Tests License: MIT Python 3.10+ PyPI version

Why Zaza?

Most document tools fall into two camps: cloud-based SaaS (your docs leave your machine) or dumb keyword search (finds exact word matches, misses the point). Zaza does both locally and semantically.

  • Local-first — your documents never leave your machine. No API keys, no data leaks.
  • Semantic search — find documents by meaning, not just keywords. Search "budget" and it finds "financial analysis", "quarterly results".
  • Multi-format — TXT, PDF, Markdown, DOCX, JSON, YAML, EPUB, CSV, HTML, XML. Ingest anything.
  • 50+ languages — built on paraphrase-multilingual-MiniLM-L12-v2. Search in French, English, Arabic, or any supported language.
  • Zero configzaza ingest ./docs/ and you're done.

Installation

# Core package
pip install -e .

# With API support
pip install -e ".[api]"

# With semantic search (embeddings + multilingual model)
pip install -e ".[semantic]"

# Full installation
pip install -e ".[all]"

Quick Start

# Ingest documents
zaza ingest ./my-documents/

# Keyword search (by filename)
zaza search "report"

# Semantic search (by meaning)
zaza search-semantic "financial analysis quarterly results" --top 5

# View stats
zaza stats

# Start API server (V3: either form works)
zaza api
zaza server

Semantic Search in Action

This project uses sentence-transformers (paraphrase-multilingual-MiniLM-L12-v2) to generate embeddings and ChromaDB for vector storage.

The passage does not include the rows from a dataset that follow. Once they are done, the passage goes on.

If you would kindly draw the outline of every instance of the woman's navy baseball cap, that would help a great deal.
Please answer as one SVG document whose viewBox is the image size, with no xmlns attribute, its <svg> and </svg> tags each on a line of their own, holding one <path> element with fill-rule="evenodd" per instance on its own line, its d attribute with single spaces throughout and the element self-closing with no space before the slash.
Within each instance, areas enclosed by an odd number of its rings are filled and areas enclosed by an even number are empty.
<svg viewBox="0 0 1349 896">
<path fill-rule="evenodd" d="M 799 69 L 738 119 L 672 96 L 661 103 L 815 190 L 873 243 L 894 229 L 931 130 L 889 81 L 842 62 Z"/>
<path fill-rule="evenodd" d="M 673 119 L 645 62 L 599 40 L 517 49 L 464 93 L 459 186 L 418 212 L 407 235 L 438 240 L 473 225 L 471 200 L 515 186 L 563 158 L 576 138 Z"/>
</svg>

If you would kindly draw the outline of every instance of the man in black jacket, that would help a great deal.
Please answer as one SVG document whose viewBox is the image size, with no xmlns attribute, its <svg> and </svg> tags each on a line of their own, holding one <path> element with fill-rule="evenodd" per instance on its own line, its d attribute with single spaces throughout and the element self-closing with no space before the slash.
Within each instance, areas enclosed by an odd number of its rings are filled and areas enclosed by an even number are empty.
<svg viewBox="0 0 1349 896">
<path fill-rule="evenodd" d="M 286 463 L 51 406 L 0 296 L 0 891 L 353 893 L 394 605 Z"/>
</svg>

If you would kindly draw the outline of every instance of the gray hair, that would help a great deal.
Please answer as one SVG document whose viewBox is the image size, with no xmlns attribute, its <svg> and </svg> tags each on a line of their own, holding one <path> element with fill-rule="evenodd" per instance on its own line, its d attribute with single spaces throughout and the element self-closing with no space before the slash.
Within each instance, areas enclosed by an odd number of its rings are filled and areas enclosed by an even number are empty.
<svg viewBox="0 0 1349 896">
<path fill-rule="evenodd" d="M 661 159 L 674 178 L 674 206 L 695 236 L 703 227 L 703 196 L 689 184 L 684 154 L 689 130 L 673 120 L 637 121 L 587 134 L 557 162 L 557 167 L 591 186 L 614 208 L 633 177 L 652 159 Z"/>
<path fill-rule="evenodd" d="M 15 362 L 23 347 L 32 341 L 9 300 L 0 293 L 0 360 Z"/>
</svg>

Unlike keyword search, semantic search finds documents with related concepts even when the exact words differ:

Query Keyword Search Semantic Search
"budget" Only files named "budget" Finds "financial report", "quarterly analysis", "cost breakdown"
"rapport financier" Only French files with exact match Finds "financial analysis", "balance sheet", "revenue summary"

CLI Commands

Command Description
zaza ingest <path> Index documents from a directory or file
zaza search <query> Search documents by filename (keyword)
zaza search-semantic <query> Semantic search using embeddings
zaza stats Show indexing statistics
zaza documents List all indexed documents
zaza report [format] Generate report (json/csv)
zaza api Start the REST API server
zaza server V3 alias — same as zaza api

API Endpoints

Method Path Description
GET /health Health check
GET /summary Engine summary
GET /documents List documents
GET /search?q= Keyword search
GET /search-semantic?q=&top=10 Semantic search
GET /embeddings/status Check embedding store
POST /analyze Analyze raw text
POST /ingest/file Upload and ingest a file
POST /ingest/directory Ingest all files from directory

Supported Formats

Format Extension Method
Plain text .txt Direct read
Markdown .md, .markdown Syntax stripped
PDF .pdf via pypdf
CSV .csv Converted to key-value
HTML .html, .htm via BeautifulSoup
XML .xml Standard library
Word .docx via python-docx
JSON .json Recursive key-value (V3)
YAML .yaml, .yml Recursive key-value (V3)
ePUB .epub via ebooklib (V3, requires [semantic])

Model Caching (V3)

The embedding model is cached globally within a single process. zaza ingest + zaza search-semantic doesn't reload the model — it reuses the cached instance. Startup time drops significantly.

Configuration

Edit config.yaml to customize paths, embedding models, and search settings.

semantic:
  enabled: true                    # Set false to disable embeddings
  model_name: "sentence-transformers/paraphrase-multilingual-MiniLM-L12-v2"
  embed_dir: "./data/embeddings"   # ChromaDB persist directory
  max_search_results: 10

License

MIT

Project details


Download files

Download the file for your platform. If you're not sure which to choose, learn more about installing packages.

Source Distribution

zaza_semantic_engine-3.0.0.tar.gz (25.0 kB view details)

Uploaded Source

Built Distribution

If you're not sure about the file name format, learn more about wheel file names.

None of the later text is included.